Ante ese panorama queda claro que de poco sirve que existan normas, instituciones, tribunales y todo un complejo entramado legal para dar cauce pacífico y apegado a derecho de la competencia política. Andamiaje jurídico e institucional que cuesta mucho dinero y que costó largos años construirlo para que las elecciones fueran cada vez más confiables, equitativas y transparentes. Que fueran fuente de legitimidad y no de conflicto.
Sin embargo, a la vista del desarrollo de los comicios municipales en nuestro estado y los que se realizaron en otras entidades, destacadamente en el Estado de México, queda de manifiesto la regresión que hemos experimentado en los años recientes en la materia. Hemos pasado del optimismo al desencanto democrático.
Porque una vez concluidas las campañas, donde todos buscan mostrar lo mejor de sí para atraer al electorado, a la hora cero, en el momento de la disputa por los votos, esto es, en los tres días previos a la votación y en la propia jornada electoral, los actores políticos, partidos, candidatos y gobiernos, en su gran mayoría, se trasforman y muestran el cobre.
Queda atrás sin recato ni pudor el discurso del compromiso democrático, de la no intervención en las elecciones, de la legalidad, y se lanzan a una lucha descarnada para ganar al costo que sea. No importa si deban usarse programas sociales, comprar credenciales de elector, amedrentar a ciudadanos y candidatos, usar operativos de reparto de bienes diversos y franca compra de votos.

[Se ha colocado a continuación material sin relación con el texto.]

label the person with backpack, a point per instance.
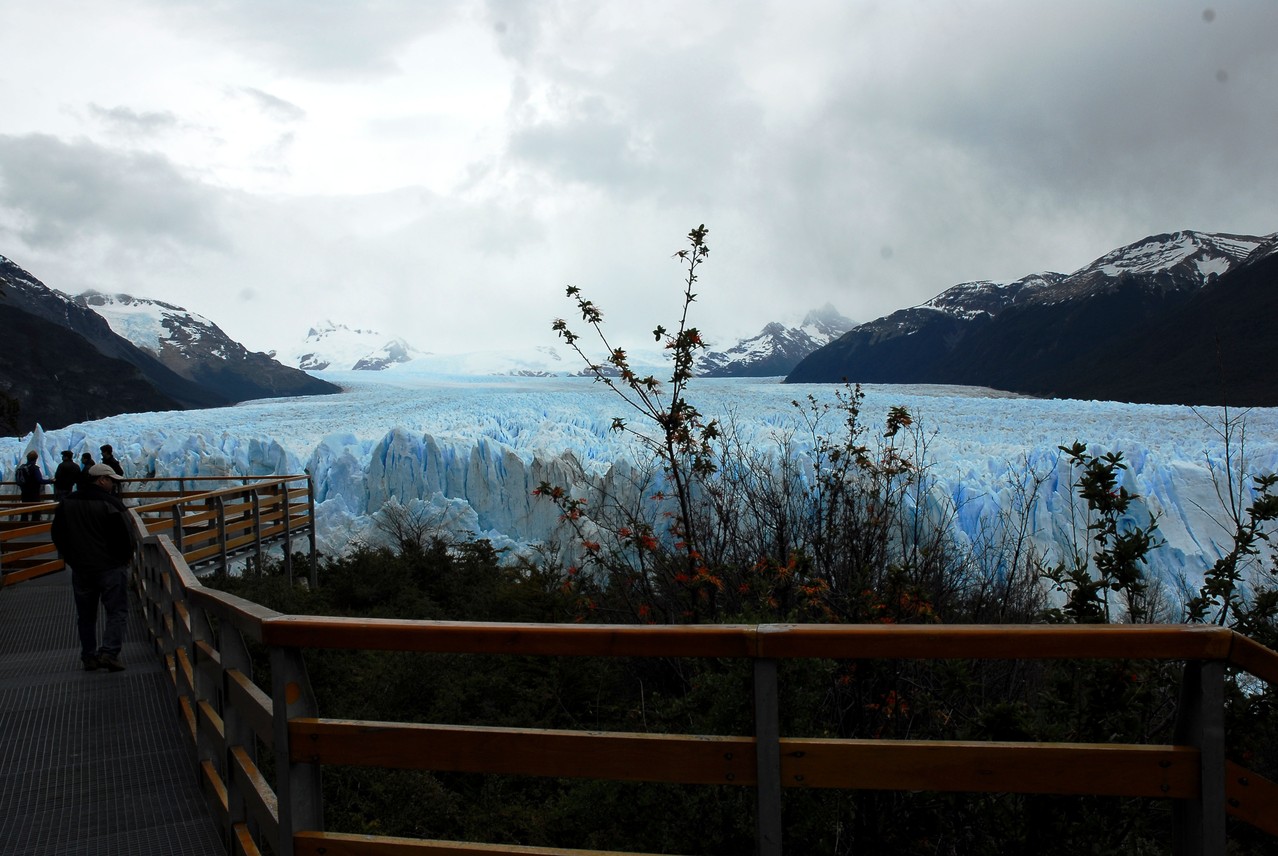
(92, 535)
(65, 477)
(31, 482)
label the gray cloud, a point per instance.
(977, 139)
(67, 192)
(274, 106)
(318, 40)
(130, 123)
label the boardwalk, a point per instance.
(91, 763)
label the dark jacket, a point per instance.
(31, 479)
(67, 477)
(91, 530)
(114, 464)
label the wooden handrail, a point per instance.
(202, 634)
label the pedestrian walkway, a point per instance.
(91, 763)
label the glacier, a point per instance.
(468, 451)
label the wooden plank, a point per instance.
(185, 673)
(1251, 797)
(207, 656)
(247, 616)
(188, 716)
(996, 642)
(243, 841)
(619, 756)
(334, 843)
(258, 797)
(252, 704)
(1166, 772)
(13, 578)
(208, 714)
(31, 551)
(524, 639)
(216, 783)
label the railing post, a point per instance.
(221, 532)
(297, 783)
(237, 728)
(283, 487)
(177, 527)
(767, 758)
(257, 528)
(1199, 824)
(203, 689)
(311, 529)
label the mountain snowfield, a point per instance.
(151, 325)
(469, 450)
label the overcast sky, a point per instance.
(441, 170)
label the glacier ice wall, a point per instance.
(469, 452)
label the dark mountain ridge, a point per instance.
(61, 363)
(1111, 330)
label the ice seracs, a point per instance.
(469, 452)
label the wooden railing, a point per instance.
(208, 520)
(203, 633)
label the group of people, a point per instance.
(68, 475)
(95, 541)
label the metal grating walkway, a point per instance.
(91, 763)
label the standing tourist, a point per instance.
(109, 459)
(86, 463)
(91, 532)
(65, 477)
(31, 482)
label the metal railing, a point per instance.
(202, 634)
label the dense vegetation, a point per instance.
(721, 532)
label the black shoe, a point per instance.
(110, 662)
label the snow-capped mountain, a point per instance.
(197, 349)
(340, 348)
(776, 349)
(1086, 334)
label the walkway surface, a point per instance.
(91, 763)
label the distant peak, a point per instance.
(827, 314)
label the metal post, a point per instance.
(767, 756)
(297, 783)
(1199, 824)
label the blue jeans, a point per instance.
(111, 589)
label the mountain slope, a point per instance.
(338, 346)
(1090, 334)
(61, 362)
(198, 350)
(776, 349)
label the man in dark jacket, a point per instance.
(65, 477)
(93, 537)
(31, 482)
(109, 459)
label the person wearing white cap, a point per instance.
(92, 535)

Todo ellos a la vista de los órganos electorales que son incapaces de frenar esto atrapados en la conveniente reglamentación e hiperregulación existente, donde se acaba turnando todo a la ventanilla de quejas o, en su caso, a las fiscalías y ministerios públicos donde se reciben las denuncias y se investiga con la lentitud debida para que no pase absolutamente nada. Así sucede y abundan las pruebas que acreditan lo anterior.

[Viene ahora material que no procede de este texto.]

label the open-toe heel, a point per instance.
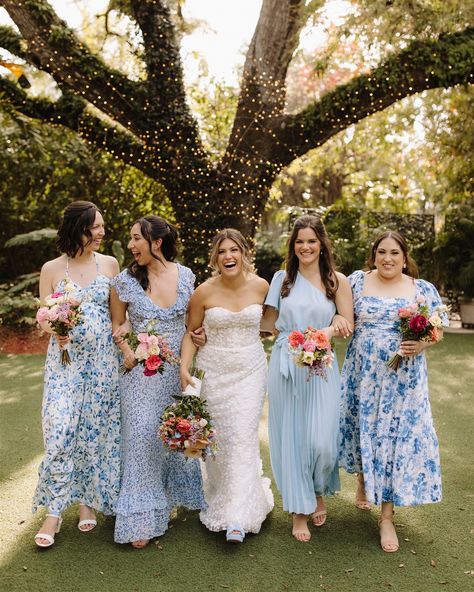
(48, 537)
(389, 543)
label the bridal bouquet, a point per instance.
(62, 312)
(416, 324)
(186, 425)
(311, 349)
(151, 350)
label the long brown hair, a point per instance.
(410, 267)
(327, 266)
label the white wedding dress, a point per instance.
(234, 387)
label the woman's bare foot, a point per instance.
(388, 534)
(140, 544)
(300, 528)
(319, 515)
(361, 501)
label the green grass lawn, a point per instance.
(436, 541)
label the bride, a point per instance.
(229, 305)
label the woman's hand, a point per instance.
(412, 348)
(129, 360)
(198, 337)
(185, 378)
(341, 326)
(62, 340)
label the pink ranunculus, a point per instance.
(183, 426)
(42, 314)
(322, 340)
(153, 363)
(418, 323)
(295, 338)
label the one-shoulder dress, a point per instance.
(386, 428)
(303, 414)
(155, 480)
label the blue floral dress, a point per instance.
(303, 414)
(154, 480)
(386, 428)
(81, 412)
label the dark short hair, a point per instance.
(78, 217)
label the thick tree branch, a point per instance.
(422, 66)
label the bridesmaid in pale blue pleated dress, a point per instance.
(155, 291)
(81, 403)
(304, 414)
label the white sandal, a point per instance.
(48, 537)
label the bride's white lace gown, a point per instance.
(234, 387)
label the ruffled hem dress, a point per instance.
(303, 414)
(155, 480)
(234, 386)
(386, 428)
(81, 412)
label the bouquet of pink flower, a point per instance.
(312, 349)
(62, 312)
(151, 350)
(186, 425)
(416, 324)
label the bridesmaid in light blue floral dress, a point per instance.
(81, 403)
(387, 430)
(155, 292)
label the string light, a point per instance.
(148, 123)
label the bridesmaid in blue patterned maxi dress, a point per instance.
(155, 292)
(304, 414)
(386, 432)
(81, 403)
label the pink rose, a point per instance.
(183, 426)
(418, 323)
(295, 338)
(322, 341)
(153, 363)
(42, 314)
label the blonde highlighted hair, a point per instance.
(237, 237)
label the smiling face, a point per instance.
(139, 246)
(389, 258)
(307, 246)
(97, 233)
(229, 258)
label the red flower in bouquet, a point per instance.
(417, 325)
(311, 349)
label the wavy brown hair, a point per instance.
(237, 237)
(327, 267)
(411, 268)
(152, 228)
(78, 218)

En consecuencia, gana el que mueve más dinero para comprar voluntades
Ah, pero que tal, una vez pasadas las votaciones y luego de conteos rápidos o programas de resultados preliminares o aun de los cómputos oficiales, todos regresan al papel de celosos demócratas. ¡Ay de aquel que ose cuestionar todo este entramado!
Por ello, quien se aparte del guion oficial será calificado de mal perdedor y de renegar de los ritos democráticos. Será juzgado y condenado severamente por voceros partidistas o gubernamentales, opinadores, intelectuales orgánicos, medios al servicio del poder y sus locutores estrella.

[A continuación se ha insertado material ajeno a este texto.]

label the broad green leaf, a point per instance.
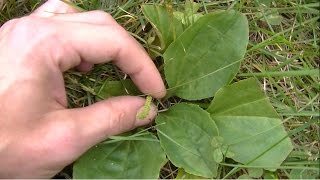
(117, 88)
(182, 174)
(265, 3)
(123, 159)
(185, 133)
(187, 20)
(191, 7)
(207, 55)
(244, 176)
(217, 155)
(304, 174)
(168, 28)
(249, 125)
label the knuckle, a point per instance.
(116, 115)
(33, 27)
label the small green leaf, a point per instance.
(124, 159)
(191, 7)
(146, 109)
(249, 125)
(167, 27)
(244, 176)
(182, 174)
(207, 55)
(185, 133)
(227, 152)
(117, 88)
(217, 155)
(217, 141)
(304, 174)
(255, 172)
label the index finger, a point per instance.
(103, 43)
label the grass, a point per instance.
(283, 54)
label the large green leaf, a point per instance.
(124, 159)
(207, 55)
(168, 28)
(185, 133)
(117, 88)
(249, 125)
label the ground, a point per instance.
(283, 54)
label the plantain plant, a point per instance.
(202, 55)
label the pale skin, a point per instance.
(39, 135)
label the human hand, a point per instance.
(39, 136)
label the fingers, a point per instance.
(100, 40)
(92, 17)
(53, 7)
(91, 125)
(100, 44)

Quien disiente de esos “arreglos” democráticos es disfuncional y merece el rechazo social, pues no tiene cabida en la competencia democrática a la mexicana.
Ese es, sin más, el juego electoral en tiempos de la restauración del PRI en el gobierno federal o del gobierno del cambio en su versión local.
Un juego en el que todos ganan, sin duda, y que funda su éxito en la desinformación, la apatía de la mayoría de la gente que prefiere no salir a votar, en el conformismo o en el embrutecimiento que causa la pobreza en las grandes masas que prefieren vender su voto o canjearlo por una tarjeta o una despensa.
Todo, claro, con sus honrosas excepciones, cuando el hartazgo o la conciencia llegan a ser más fuertes que esos arreglos o esas inercias.
Pero la regla general es clara: las elecciones las han convertido en nuestros juegos del hambre.